Phillip Sinke, control center manager at Don's, said the truck stop began selling E-85 three years ago, but sales have been very low compared to gasoline.
"It was a joint venture with corn rollers," Sinke said. "There's supposed to be an X-amount of alternative fuel in the market."
Sinke said if more plants that make E-85 are built in the future, ethanol prices will decrease, and more people would be likely to buy it.

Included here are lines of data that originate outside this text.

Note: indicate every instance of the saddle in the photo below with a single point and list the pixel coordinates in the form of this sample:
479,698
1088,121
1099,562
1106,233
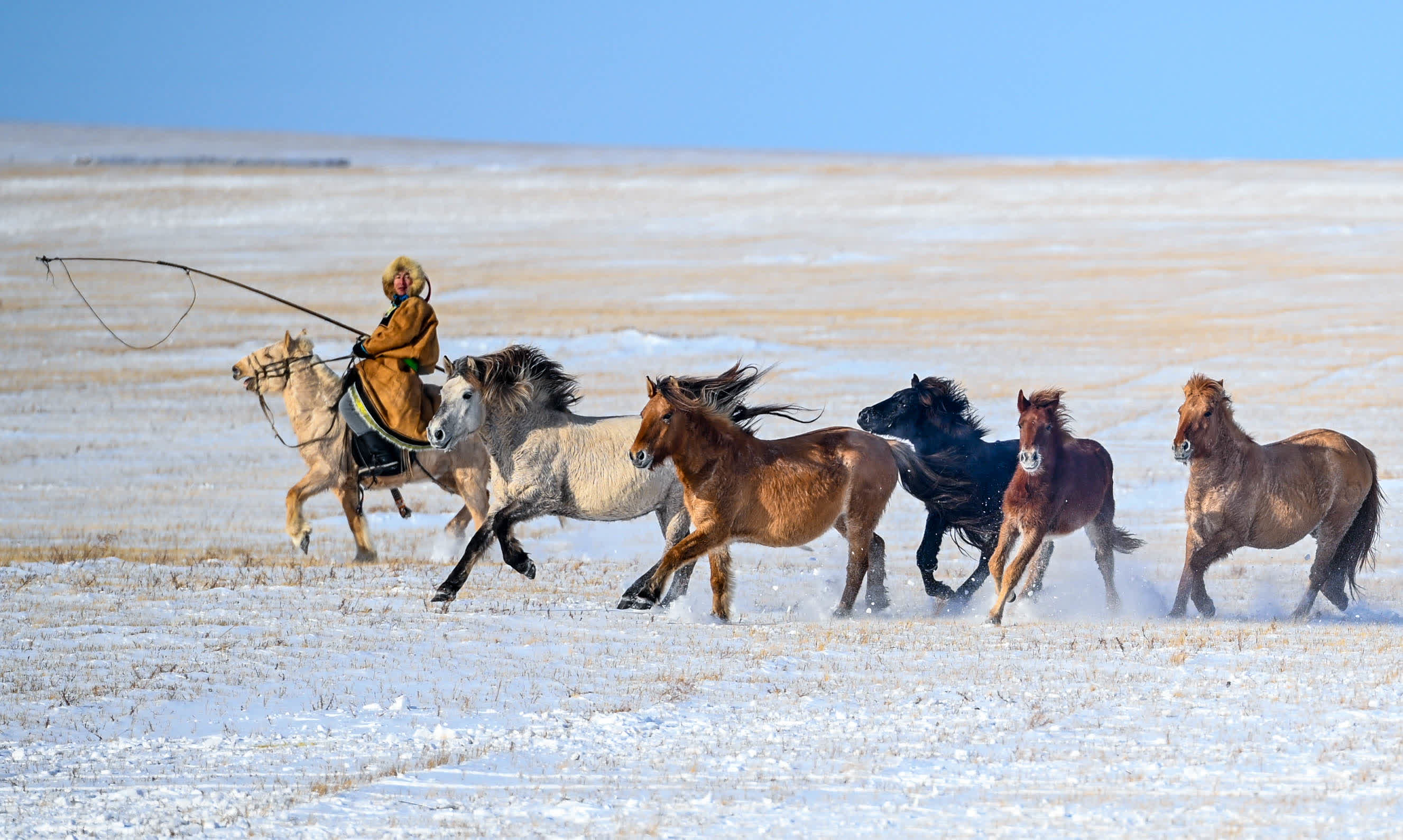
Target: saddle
376,458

For now, MSU researchers continue to search for methods for decreasing the price of ethanol and reducing dependency on countries the United States purchases oil from.
Chemical engineering Professor Bruce Dale also is doing research on alternative fuels similar to work being done by Sticklen.
"We already produce ethanol from corn grain, and we're trying to develop ways to get ethanol from other products," Dale said. "What researchers like myself are trying to do is extend that to a much wider variety of plants, including things that aren't food. This would create more options and is potentially quite a bit less expensive."
Staff writer Janet Harp contributed to this report.